Mylan Agrees to Pay $465 Million to Resolve False Claims Act Liability for Underpaying EpiPen Rebates

Pharmaceutical companies Mylan Inc. and Mylan Specialty L.P. have agreed to pay $465 million to resolve claims that they violated the False Claims Act by knowingly misclassifying EpiPen as a generic drug to avoid paying rebates owed primarily to Medicaid, the Justice Department announced today. Mylan Inc. and Mylan Specialty L.P. are both wholly owned subsidiaries of Mylan N.V., which is headquartered in Canonsburg, Pennsylvania.

“This settlement demonstrates the Department of Justice’s unwavering commitment to hold pharmaceutical companies accountable for schemes to overbill Medicaid, a taxpayer-funded program whose purpose is to help the poor and disabled,” said Acting Assistant Attorney General Chad A. Readler of the Department of Justice’s Civil Division. “Drug manufacturers must abide by their legal obligations to pay appropriate rebates to state Medicaid programs.”

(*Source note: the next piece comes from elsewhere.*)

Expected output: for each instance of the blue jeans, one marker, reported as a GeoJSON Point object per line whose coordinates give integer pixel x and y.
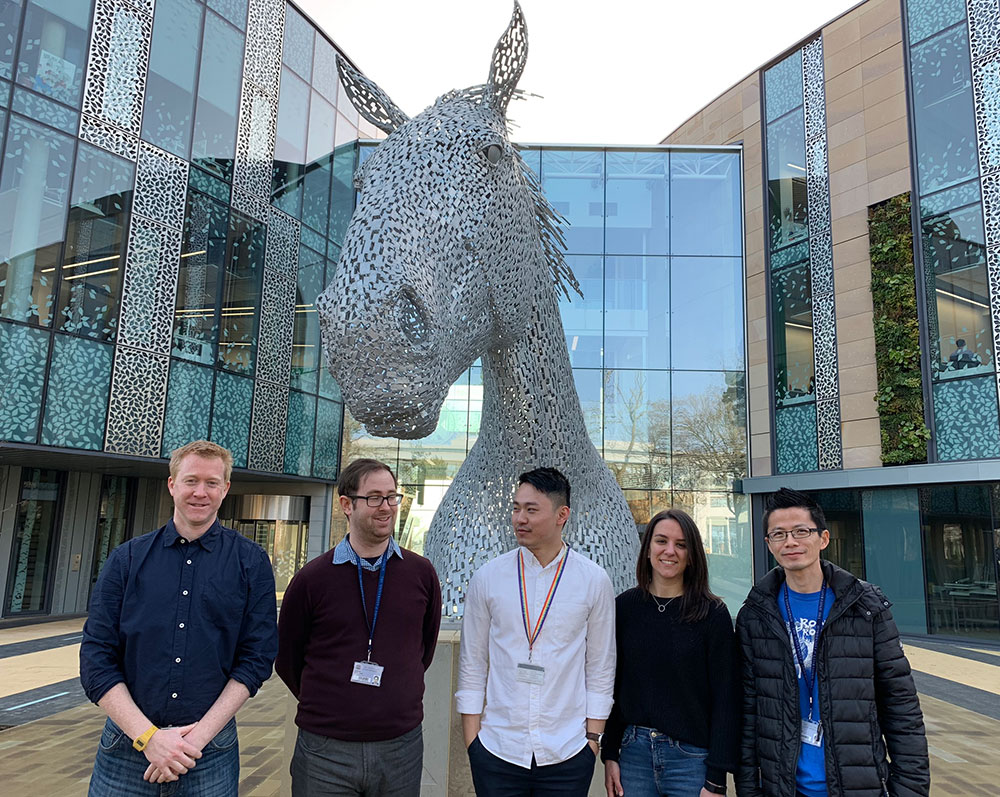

“Mylan misclassified its brand name drug, EpiPen, to profit at the expense of the Medicaid program,” said Acting United States Attorney William D. Weinreb. “Taxpayers rightly expect companies like Mylan that receive payments from taxpayer-funded programs to scrupulously follow the rules. We will continue to protect the integrity of Medicaid and ensure a level playing field for pharmaceutical companies. ”

Congress enacted the Medicaid Drug Rebate Program to ensure that state Medicaid programs were not susceptible to price gouging by manufacturers of drugs that were available from only a single source. It therefore subjected such single-source, or brand name drugs, to a higher rebate that is payable to Medicaid and that increases to the extent the price of the drug outpaces the rate of inflation. In contrast, generic drugs originating from multiple manufacturers are subject to lower rebates that, at least until recently, were not subject to inflationary adjustments.